Se
suicider était l'acte le plus logique et le plus raisonnable que
pouvait accomplir un homme dans sa situation.
(Agatha
Christie, L'heure zéro,
trad. Jean-Marc Mendel, France loisirs, 2014)
Je
sais ce qu'on va me répéter encore et encore : « T'es
complètement maso d'aller voir des films qui parlent de la mort et
des maladies incurables ! » C'est comme ceux qui me
reprochent de penser trop à la vieillesse ou plutôt au
vieillissement, à la mort aussi : pour moi, tout ça n'est pas
tabou, et je préfère y penser pour anticiper un peu. Si on nous
avait dit ce qui allait arriver à Claire dès le début de sa
maladie, je suis sûr qu'on aurait mieux lutté et qu'on l'aurait
mieux vécue. Se voiler la face n'est pas une bonne solution.
Julián
(Ricardo Darain), acteur de théâtre argentin installé à Madrid,
est en phase terminale de son cancer et ne veut plus d'une nouvelle
chimio. Il envisage de se supprimer, ce qui choque son entourage.
Mais auparavant, il veut faire adopter son chien Truman par des gens
qui l'aimeront.

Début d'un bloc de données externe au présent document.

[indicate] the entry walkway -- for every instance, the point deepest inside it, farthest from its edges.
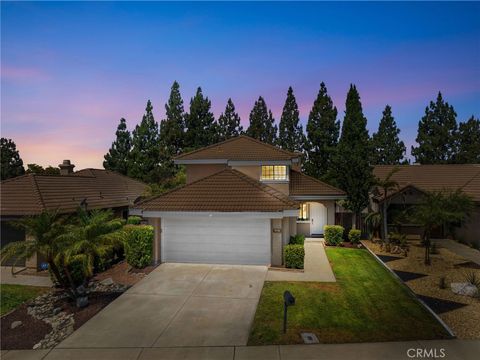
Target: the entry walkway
(317, 266)
(460, 249)
(423, 349)
(22, 279)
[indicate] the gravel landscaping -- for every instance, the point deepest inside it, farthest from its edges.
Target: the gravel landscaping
(461, 313)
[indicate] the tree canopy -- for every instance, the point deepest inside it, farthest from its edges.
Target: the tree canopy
(388, 149)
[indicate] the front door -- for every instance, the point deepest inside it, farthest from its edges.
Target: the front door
(318, 218)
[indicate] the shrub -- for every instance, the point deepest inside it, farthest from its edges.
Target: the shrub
(333, 234)
(139, 245)
(294, 256)
(354, 236)
(134, 220)
(297, 239)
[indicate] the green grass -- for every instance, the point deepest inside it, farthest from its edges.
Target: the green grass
(366, 304)
(13, 296)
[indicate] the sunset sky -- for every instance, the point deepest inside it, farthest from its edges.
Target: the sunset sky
(70, 71)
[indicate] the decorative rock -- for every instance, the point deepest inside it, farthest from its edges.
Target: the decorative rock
(465, 289)
(15, 324)
(107, 281)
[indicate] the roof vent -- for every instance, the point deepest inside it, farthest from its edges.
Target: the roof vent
(66, 168)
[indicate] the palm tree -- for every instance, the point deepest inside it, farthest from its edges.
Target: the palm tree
(386, 187)
(89, 234)
(440, 208)
(45, 230)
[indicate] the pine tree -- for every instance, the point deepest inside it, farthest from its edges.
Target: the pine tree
(291, 135)
(388, 149)
(229, 123)
(352, 167)
(144, 158)
(469, 142)
(12, 164)
(200, 123)
(437, 134)
(117, 157)
(322, 136)
(262, 124)
(173, 127)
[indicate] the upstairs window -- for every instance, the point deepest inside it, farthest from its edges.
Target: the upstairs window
(275, 172)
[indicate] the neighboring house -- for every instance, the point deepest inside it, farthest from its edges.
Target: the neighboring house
(415, 180)
(89, 188)
(242, 202)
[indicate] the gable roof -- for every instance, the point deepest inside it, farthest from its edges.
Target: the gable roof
(225, 191)
(31, 194)
(435, 177)
(240, 148)
(304, 185)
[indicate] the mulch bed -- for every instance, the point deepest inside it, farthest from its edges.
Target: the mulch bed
(24, 336)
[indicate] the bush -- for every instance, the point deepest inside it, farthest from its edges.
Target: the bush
(297, 239)
(333, 234)
(139, 245)
(294, 256)
(354, 236)
(134, 220)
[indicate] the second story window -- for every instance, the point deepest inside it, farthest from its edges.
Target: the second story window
(275, 172)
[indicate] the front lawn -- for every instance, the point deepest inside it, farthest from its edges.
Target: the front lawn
(366, 304)
(13, 296)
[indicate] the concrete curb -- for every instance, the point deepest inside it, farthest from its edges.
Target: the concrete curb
(412, 293)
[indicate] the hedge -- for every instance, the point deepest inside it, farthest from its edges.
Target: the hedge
(297, 239)
(333, 234)
(139, 245)
(294, 256)
(354, 236)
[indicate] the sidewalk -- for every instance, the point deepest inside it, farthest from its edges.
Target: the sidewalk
(424, 349)
(6, 277)
(317, 266)
(460, 249)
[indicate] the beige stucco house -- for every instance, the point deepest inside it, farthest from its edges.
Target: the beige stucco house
(242, 202)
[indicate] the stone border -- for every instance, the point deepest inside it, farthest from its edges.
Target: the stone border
(445, 326)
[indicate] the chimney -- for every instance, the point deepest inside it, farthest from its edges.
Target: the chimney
(66, 168)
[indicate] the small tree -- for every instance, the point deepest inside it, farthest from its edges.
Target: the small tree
(12, 164)
(440, 208)
(386, 186)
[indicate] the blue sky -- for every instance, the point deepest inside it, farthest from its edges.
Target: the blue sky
(71, 70)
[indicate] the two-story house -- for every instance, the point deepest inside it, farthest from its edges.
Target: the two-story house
(242, 202)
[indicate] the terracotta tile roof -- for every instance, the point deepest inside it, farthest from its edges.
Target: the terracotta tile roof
(304, 185)
(30, 194)
(240, 148)
(226, 191)
(436, 177)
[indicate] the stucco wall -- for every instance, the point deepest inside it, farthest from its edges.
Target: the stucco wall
(198, 171)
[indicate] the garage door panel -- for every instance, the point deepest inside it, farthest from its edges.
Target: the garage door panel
(226, 240)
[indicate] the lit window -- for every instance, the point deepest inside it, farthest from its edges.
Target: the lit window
(303, 212)
(274, 172)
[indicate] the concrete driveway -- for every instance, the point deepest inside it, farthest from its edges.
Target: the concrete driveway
(178, 305)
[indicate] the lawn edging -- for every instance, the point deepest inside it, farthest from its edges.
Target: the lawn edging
(435, 315)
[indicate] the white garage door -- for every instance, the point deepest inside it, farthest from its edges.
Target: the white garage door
(217, 240)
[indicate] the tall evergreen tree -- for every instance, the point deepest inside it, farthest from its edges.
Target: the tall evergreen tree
(322, 136)
(117, 157)
(291, 135)
(262, 124)
(468, 142)
(144, 158)
(200, 123)
(388, 149)
(437, 134)
(12, 164)
(353, 170)
(229, 123)
(173, 127)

La visite de son ami de jeunesse Tomás
(Javier Cámara, un des acteurs fétiches de Pedro Almodóvar), exilé
au Canada, est l'occasion pour Julián
de faire le point, de s'expliquer, quitte à en choquer plus d'un. Je
ne veux pas dévoiler l'intrigue, qui nous balade de Winnipeg à
Madrid et à Amsterdam, et n'en dirai pas plus. Mais c'est le très
beau portrait d'un homme lucide, confronté à la déchéance et à
l'agonie qui s'annonce. Inutile de dire que ça m'a parlé, et même bouleversé ! Par
ailleurs, je le recommande à tous les amoureux des chiens. Enfin,
les acteurs et actrices sont excellents, et le film mérite ses Goyas
(l'équivalent espagnol des Césars).
Autre
merveille, dans un genre très différent : on sait que j'adore
les films d'animation mais que je déteste les dessins animés
américains actuels, avec leurs personnages d'une laideur absolue
(ex : les Minions), et de plus presque tous en 3D,
la pire invention du siècle, qui est en train de formater le cerveau
des enfants, comme le smartphone formate celui des plus grands. Mais
là, La tortue rouge est un film somptueux, d'une beauté absolue, de
cette beauté qui "sauvera le monde" selon Dostoïevski.
Ici, pas de personnages idiots, pas de dialogues insipides censés
nous faire rire. Non, on entre dans la magie d'une île déserte,
d'un naufragé qui tente de survivre et de s'en évader en
construisant des radeaux. Et puis le rêve, la tortue rouge... Je
n'en dis pas plus. Ici, aucun dialogue, la seule force des images, la
seule beauté des décors (j'ai pensé aux albums pour enfants
japonais des années 70/80) et d'une histoire qui tient du conte, de
la romance sentimentale et du récit de survie. Mon amie C., de Vannes,
m'avait dit qu'elle était allée deux fois le voir tant ça l'avait
séduite. Je le recommande à tous les jeunes de 7 à 107 ans, qui ont encore du rêve
plein la tête, à mille lieues de cette pauvre technologie
contemporaine qui fait de nous des robots : ça décrasse l'esprit de tous ces films inutiles qui, hélas, pullulent et dominent le marché.